Since then, she has gone from strength to strength and was allowed to return home for the first time in more than three months.

"It was very emotional seeing my parents for the first time when we got home," she said.

"I had not seen them since I was moved to Newcastle and we didn't know if I was going to survive as I had then been moved to the urgent national transplant list and the reality was my days were numbered.

"There were a lot of happy tears and hugging."

Ms Lyons said her doctors are delighted with her recovery following her transplant.

"My lung function and X-rays are great and the transplant team are delighted with how well I’m doing and how quick my recovery has been," she said.

"I had a little bit of acute rejection, which I was treated for two weeks ago with high IV steroids and all is looking great still.

"I have a long way to go and they say it can take at least a year for your body to feel right.

"I have to slowly build myself up and strengthen my muscles and lungs in order to keep them healthy and stop rejection."
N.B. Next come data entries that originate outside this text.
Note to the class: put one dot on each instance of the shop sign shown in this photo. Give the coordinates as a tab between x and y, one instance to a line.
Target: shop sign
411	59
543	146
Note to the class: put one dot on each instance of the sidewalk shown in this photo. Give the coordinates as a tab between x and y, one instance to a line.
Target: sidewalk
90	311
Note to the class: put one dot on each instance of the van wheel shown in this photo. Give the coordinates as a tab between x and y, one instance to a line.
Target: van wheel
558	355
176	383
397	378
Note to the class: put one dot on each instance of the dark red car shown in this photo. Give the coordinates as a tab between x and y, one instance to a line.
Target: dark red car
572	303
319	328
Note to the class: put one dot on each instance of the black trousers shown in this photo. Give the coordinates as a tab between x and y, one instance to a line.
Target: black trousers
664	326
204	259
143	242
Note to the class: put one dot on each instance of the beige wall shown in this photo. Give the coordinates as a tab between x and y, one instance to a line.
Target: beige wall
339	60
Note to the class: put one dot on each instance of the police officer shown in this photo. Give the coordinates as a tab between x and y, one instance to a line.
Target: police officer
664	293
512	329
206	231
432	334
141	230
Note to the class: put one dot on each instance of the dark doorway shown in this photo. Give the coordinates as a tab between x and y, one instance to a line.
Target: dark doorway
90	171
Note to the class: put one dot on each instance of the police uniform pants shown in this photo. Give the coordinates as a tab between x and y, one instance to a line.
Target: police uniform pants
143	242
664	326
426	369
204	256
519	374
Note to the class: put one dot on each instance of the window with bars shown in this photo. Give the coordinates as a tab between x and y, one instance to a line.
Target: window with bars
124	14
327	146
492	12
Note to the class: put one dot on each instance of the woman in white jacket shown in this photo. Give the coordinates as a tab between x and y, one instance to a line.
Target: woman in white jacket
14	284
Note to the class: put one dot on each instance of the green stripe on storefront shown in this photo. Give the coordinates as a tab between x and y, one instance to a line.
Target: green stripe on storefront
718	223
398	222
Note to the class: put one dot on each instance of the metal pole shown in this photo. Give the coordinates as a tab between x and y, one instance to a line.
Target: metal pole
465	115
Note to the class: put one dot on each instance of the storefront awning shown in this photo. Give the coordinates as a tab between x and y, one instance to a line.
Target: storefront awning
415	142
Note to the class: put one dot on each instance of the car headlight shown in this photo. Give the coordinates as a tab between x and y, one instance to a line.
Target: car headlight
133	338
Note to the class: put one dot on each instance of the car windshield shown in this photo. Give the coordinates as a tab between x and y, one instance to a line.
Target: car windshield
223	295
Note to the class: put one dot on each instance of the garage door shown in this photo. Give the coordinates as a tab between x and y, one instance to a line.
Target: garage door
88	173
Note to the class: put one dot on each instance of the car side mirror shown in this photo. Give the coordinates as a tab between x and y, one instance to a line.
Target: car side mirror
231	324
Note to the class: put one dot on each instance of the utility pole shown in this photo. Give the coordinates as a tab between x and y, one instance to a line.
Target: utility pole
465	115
But the Enniskillen woman said while medically she is improving, the "emotional side of being home has been a lot harder than anticipated".

"I get flashbacks and memories of when I was so sick and the reality of just how sick I was has started to sink in a bit more," she said.

"It is and will be rollercoaster for the rest of my life. It’s been such a life changing event.

"My body has went through such a brutal operation and now I have to learn how to live my life again with all the anti-rejection medications and side effects."

But she said after accepting the "gift" from her "angel donor", she "can’t wait to see where these beautiful lungs take me".